Gubernur Jabar Turun Tangan! Konflik Lahan Sukahaji Bandung, Warga Siap Pindah Tapi…

- Redaksi

Selasa, 15 April 2025

facebook twitter whatsapp telegram line copy

URL berhasil dicopy

facebook icon twitter icon whatsapp icon telegram icon line icon copy

URL berhasil dicopy

Tangkapan Layar saat Warga Sukahaji menggelar aksi demo di ATR/BPN Kantah Kota Bandung

Tangkapan Layar saat Warga Sukahaji menggelar aksi demo di ATR/BPN Kantah Kota Bandung

Bandung, Mevin.ID  – Aroma konflik agraria kembali menyengat Kota Bandung. Ribuan warga Kampung Pasir Koja, Kelurahan Sukahaji, kini hidup dalam ketidakpastian. Lahan yang mereka tempati selama puluhan tahun tiba-tiba diklaim sebagai milik perusahaan swasta.

Namun situasi berubah ketika Gubernur Jawa Barat Dedi Mulyadi turun langsung ke lokasi. Dalam unggahan Instagram pribadinya, Dedi menyebut sudah berada di tengah-tengah warga Sukahaji, Selasa (15/4/2025), dan siap menjadi penengah konflik yang makin pelik.

“Saya sudah berada di Kampung Pasir Koja. Ini warga mendiami tanah milik perusahaan PT. Sakura di antaranya,” tulis Dedi dalam videonya.

Konflik ini mencuat usai muncul klaim dari PT Sakura, yang menyebut tanah itu akan digunakan kembali oleh perusahaan.

Merasa terancam, warga meminta Gubernur turun tangan. Dedi pun menawarkan solusi: mempertemukan warga dan perusahaan, dengan dirinya sebagai fasilitator.
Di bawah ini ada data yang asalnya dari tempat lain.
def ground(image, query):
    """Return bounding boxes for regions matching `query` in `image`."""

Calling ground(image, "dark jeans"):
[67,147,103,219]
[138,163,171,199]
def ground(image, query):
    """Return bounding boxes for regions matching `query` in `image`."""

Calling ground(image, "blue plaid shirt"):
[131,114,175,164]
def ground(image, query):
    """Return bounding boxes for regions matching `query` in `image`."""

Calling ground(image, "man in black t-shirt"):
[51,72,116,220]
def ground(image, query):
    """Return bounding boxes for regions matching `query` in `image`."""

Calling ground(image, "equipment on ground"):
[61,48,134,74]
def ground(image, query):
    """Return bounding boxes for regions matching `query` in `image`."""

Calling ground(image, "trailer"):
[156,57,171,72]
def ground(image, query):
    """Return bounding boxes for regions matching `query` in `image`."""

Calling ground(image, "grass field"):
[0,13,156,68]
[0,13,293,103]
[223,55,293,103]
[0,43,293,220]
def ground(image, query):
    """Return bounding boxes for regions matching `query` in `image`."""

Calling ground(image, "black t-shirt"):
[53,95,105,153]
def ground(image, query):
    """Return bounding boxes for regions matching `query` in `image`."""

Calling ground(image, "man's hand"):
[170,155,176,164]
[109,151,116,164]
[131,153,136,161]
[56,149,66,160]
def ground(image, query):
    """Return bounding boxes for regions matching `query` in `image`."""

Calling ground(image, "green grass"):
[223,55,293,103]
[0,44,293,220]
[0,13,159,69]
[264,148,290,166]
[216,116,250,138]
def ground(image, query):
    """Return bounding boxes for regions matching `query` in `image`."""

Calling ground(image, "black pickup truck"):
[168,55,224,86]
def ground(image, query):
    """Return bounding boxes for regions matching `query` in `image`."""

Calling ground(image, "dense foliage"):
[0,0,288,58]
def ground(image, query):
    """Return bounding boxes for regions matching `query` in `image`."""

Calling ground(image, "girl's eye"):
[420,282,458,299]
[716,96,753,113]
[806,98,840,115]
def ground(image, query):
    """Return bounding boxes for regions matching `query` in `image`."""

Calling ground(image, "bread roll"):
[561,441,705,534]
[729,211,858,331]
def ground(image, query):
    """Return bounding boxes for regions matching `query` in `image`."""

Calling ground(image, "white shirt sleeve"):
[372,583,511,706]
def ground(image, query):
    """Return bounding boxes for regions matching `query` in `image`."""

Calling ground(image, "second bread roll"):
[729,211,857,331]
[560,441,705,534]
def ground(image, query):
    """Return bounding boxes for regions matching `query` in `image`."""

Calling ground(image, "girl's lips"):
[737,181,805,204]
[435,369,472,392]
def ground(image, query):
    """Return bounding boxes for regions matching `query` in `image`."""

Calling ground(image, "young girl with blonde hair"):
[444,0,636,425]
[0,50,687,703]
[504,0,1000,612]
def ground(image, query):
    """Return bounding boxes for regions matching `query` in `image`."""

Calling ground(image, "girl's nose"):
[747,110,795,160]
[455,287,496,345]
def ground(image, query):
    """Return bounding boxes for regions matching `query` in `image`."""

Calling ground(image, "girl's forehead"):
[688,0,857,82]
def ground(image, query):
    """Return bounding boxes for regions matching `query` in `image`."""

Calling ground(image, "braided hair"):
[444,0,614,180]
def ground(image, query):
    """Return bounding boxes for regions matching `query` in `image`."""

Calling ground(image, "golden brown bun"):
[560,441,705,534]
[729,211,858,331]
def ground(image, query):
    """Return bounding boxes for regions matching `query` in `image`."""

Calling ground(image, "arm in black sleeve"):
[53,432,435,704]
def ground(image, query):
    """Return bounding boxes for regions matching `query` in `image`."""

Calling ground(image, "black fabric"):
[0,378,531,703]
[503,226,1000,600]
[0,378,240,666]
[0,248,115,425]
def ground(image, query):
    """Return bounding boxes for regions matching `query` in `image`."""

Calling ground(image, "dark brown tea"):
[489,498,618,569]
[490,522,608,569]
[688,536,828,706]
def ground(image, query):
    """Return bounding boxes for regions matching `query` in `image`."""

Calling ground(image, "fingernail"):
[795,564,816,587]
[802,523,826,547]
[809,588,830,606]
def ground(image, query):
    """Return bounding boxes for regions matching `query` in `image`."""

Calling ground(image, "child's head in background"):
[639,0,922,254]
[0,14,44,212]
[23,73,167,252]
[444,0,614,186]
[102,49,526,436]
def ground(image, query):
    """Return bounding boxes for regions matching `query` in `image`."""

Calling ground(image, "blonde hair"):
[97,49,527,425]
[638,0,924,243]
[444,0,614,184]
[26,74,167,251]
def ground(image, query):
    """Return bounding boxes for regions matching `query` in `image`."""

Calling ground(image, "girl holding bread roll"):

“Kalau pemilik sertifikat memang benar PT. Sakura, ayo datang ke sini. Biar warga dengar langsung. Kalau memang warga harus pindah, bisa dinegosiasikan dengan cara yang manusiawi,” tegasnya.
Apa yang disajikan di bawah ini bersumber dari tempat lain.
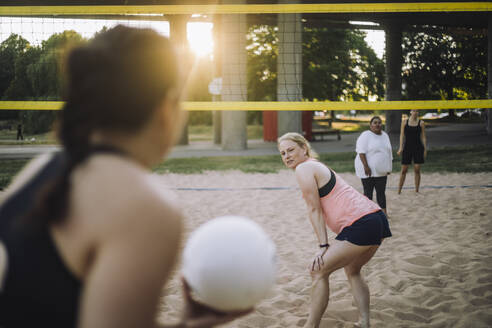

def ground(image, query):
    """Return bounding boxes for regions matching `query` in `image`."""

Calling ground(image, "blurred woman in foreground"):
[0,26,246,328]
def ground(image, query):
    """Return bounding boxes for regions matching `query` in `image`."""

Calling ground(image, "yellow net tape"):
[0,99,492,111]
[0,2,492,16]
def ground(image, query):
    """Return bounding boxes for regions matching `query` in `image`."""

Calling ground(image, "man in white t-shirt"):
[355,116,393,215]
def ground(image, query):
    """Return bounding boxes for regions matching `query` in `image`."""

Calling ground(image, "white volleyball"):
[182,216,276,312]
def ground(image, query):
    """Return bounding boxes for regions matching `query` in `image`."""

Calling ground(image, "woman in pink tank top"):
[278,132,391,327]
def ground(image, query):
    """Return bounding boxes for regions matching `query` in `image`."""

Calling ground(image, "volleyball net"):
[0,2,492,111]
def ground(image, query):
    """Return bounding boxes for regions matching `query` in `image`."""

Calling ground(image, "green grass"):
[0,145,492,188]
[0,129,57,145]
[154,145,492,173]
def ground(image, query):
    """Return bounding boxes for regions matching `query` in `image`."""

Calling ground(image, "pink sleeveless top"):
[319,169,381,234]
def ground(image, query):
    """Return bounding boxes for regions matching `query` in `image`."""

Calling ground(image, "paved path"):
[0,123,492,159]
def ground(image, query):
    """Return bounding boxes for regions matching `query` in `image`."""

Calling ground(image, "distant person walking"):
[16,124,24,140]
[397,109,427,194]
[354,116,393,215]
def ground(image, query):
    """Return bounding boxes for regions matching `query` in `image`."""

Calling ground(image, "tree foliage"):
[303,28,384,101]
[248,25,384,101]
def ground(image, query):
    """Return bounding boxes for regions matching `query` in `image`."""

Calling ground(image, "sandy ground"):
[155,170,492,328]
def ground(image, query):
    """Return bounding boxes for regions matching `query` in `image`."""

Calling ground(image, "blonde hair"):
[277,132,319,158]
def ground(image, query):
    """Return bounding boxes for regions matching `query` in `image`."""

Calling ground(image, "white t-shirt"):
[354,130,393,179]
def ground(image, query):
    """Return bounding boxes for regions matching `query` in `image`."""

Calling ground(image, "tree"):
[403,27,487,115]
[0,34,29,120]
[2,31,83,134]
[247,25,384,101]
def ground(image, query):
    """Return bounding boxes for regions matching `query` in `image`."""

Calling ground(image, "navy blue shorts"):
[335,211,392,246]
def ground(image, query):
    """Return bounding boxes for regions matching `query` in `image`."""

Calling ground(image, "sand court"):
[159,170,492,328]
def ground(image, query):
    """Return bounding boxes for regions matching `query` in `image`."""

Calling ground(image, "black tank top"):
[0,147,127,328]
[404,119,422,149]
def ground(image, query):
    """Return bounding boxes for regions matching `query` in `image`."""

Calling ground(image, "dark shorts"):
[335,211,392,246]
[401,147,424,165]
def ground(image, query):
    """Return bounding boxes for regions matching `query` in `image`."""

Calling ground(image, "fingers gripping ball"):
[183,216,275,312]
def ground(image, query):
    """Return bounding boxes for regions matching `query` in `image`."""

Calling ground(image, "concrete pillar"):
[168,15,190,145]
[385,23,403,134]
[485,14,492,134]
[277,0,302,137]
[221,1,248,150]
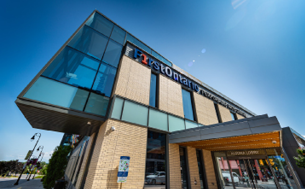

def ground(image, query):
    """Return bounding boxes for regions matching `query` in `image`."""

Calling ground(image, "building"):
[16,11,305,189]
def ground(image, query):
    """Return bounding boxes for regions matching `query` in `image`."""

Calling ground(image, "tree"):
[293,149,305,169]
[43,146,72,189]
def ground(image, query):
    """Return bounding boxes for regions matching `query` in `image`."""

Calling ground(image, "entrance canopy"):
[169,115,281,151]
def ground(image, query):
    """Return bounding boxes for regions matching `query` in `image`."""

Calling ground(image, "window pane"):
[111,98,124,119]
[149,74,157,107]
[86,13,113,37]
[68,26,108,59]
[144,131,167,189]
[185,120,198,129]
[24,77,89,111]
[151,51,172,66]
[92,63,116,97]
[42,47,99,89]
[148,109,167,131]
[103,40,123,67]
[126,33,151,54]
[182,89,194,120]
[111,26,126,44]
[85,93,109,116]
[122,100,148,126]
[168,115,185,132]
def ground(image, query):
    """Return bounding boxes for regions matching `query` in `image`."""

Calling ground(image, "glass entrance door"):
[222,159,277,189]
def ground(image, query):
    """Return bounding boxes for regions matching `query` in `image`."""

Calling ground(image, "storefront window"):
[144,131,166,189]
[266,149,297,189]
[214,152,236,188]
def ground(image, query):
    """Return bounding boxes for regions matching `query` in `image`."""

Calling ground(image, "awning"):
[169,115,281,151]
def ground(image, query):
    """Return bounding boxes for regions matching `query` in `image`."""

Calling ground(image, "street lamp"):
[32,151,44,179]
[27,146,44,181]
[14,133,41,185]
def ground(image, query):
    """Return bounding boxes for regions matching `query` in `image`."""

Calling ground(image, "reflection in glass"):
[168,115,185,132]
[144,131,166,189]
[110,26,126,45]
[24,77,89,111]
[266,149,297,189]
[103,40,123,67]
[179,147,188,189]
[126,33,151,54]
[68,26,108,59]
[182,89,194,121]
[42,47,99,89]
[214,152,236,188]
[148,109,167,131]
[92,63,116,97]
[86,13,113,37]
[122,100,148,126]
[85,93,109,116]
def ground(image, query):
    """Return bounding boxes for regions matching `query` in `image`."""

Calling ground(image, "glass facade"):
[182,89,195,121]
[144,131,166,189]
[179,147,188,189]
[214,148,297,189]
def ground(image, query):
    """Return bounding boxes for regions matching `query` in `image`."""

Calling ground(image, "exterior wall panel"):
[85,120,147,189]
[75,133,95,189]
[193,92,218,125]
[217,104,232,122]
[159,75,184,117]
[202,150,218,189]
[168,144,181,188]
[187,146,201,189]
[114,56,151,105]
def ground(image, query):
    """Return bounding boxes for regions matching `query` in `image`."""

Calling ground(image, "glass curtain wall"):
[24,13,126,116]
[144,131,167,189]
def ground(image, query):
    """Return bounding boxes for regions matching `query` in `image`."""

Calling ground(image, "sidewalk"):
[0,179,43,189]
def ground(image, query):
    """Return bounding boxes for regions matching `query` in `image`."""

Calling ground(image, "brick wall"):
[217,104,232,122]
[202,150,218,189]
[193,92,218,125]
[168,144,181,188]
[159,74,184,117]
[75,133,95,189]
[85,120,147,189]
[114,56,151,105]
[186,146,201,189]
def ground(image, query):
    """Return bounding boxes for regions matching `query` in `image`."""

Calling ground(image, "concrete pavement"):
[0,175,43,189]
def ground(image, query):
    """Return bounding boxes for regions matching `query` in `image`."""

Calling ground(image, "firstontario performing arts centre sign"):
[125,42,246,117]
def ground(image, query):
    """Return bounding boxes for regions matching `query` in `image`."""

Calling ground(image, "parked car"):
[222,171,239,186]
[145,171,166,185]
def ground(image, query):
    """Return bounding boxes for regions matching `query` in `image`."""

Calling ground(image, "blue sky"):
[0,0,305,160]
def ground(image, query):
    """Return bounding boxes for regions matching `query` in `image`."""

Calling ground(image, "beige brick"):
[193,92,218,125]
[168,144,181,188]
[114,56,151,105]
[202,150,218,189]
[85,120,147,189]
[159,75,184,117]
[218,104,232,122]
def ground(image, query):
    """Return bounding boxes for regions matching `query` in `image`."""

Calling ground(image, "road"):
[0,175,43,189]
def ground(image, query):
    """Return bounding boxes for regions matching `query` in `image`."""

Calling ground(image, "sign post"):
[117,156,130,183]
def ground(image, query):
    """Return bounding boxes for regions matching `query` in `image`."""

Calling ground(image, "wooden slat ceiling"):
[178,131,281,151]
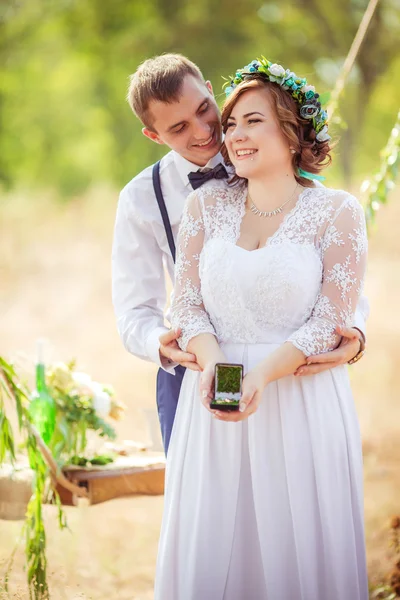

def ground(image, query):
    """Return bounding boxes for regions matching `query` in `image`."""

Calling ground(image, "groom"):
[112,54,368,452]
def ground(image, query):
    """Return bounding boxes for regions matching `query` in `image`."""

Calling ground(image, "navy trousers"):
[157,365,186,454]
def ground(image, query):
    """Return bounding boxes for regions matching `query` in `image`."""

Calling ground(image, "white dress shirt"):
[112,151,223,373]
[112,151,369,373]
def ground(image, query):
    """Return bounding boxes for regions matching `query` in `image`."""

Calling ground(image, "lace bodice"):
[171,182,367,356]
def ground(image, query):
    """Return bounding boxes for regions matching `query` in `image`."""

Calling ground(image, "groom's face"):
[142,75,222,166]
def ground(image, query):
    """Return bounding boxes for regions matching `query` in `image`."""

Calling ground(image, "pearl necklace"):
[247,183,299,217]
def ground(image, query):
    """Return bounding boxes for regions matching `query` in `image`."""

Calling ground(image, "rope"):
[327,0,379,119]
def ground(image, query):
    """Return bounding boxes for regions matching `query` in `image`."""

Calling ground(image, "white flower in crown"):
[317,125,331,142]
[301,85,315,94]
[269,63,286,77]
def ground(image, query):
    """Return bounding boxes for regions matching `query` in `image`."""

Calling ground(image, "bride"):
[155,59,368,600]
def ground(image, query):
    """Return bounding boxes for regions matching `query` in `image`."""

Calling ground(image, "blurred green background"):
[0,0,400,198]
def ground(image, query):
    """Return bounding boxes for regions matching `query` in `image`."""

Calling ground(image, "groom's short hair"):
[127,54,204,128]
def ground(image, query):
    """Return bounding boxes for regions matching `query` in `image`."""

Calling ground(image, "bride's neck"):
[248,173,301,211]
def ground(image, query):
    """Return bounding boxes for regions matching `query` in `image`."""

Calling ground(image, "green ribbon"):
[299,168,325,181]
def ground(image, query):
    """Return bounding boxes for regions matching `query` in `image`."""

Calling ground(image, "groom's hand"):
[295,327,362,377]
[159,329,201,371]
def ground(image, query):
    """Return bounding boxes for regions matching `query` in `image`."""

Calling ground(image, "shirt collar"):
[173,150,224,187]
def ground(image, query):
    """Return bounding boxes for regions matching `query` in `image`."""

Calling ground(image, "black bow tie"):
[188,163,228,190]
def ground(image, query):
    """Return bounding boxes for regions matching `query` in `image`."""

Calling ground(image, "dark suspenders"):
[153,160,175,262]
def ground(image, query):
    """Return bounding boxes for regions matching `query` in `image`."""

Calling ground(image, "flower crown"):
[223,56,331,142]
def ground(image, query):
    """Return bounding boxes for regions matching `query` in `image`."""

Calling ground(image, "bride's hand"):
[211,367,265,423]
[200,363,215,412]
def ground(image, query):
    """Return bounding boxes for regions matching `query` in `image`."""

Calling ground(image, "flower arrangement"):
[223,56,331,142]
[0,356,126,600]
[46,362,126,466]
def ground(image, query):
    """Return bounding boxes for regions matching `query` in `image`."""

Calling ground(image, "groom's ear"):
[142,127,164,145]
[206,81,214,96]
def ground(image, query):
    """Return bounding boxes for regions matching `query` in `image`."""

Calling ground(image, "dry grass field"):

Menariknya, beberapa warga menyatakan siap pindah asal ada kejelasan dan bantuan kontrakan. Tapi benarkah segampang itu?

 

Lihat postingan ini di Instagram

 

Sebuah kiriman dibagikan oleh Kang Dedi Mulyadi (@dedimulyadi71)

Pemkot Angkat Suara: Kalau Tak Punya Surat, Harus Pindah

Wali Kota Bandung Muhammad Farhan turut buka suara. Dalam pernyataannya, Farhan menegaskan bahwa warga yang tidak memiliki alas hak alias bukti kepemilikan tanah, mau tak mau harus hengkang.

“Kalau enggak punya surat, dan surat sah ada di orang lain, ya harus pindah. Tapi tenang, akan kami beri uang kerohiman untuk sewa kontrakan,” katanya, Senin (14/4).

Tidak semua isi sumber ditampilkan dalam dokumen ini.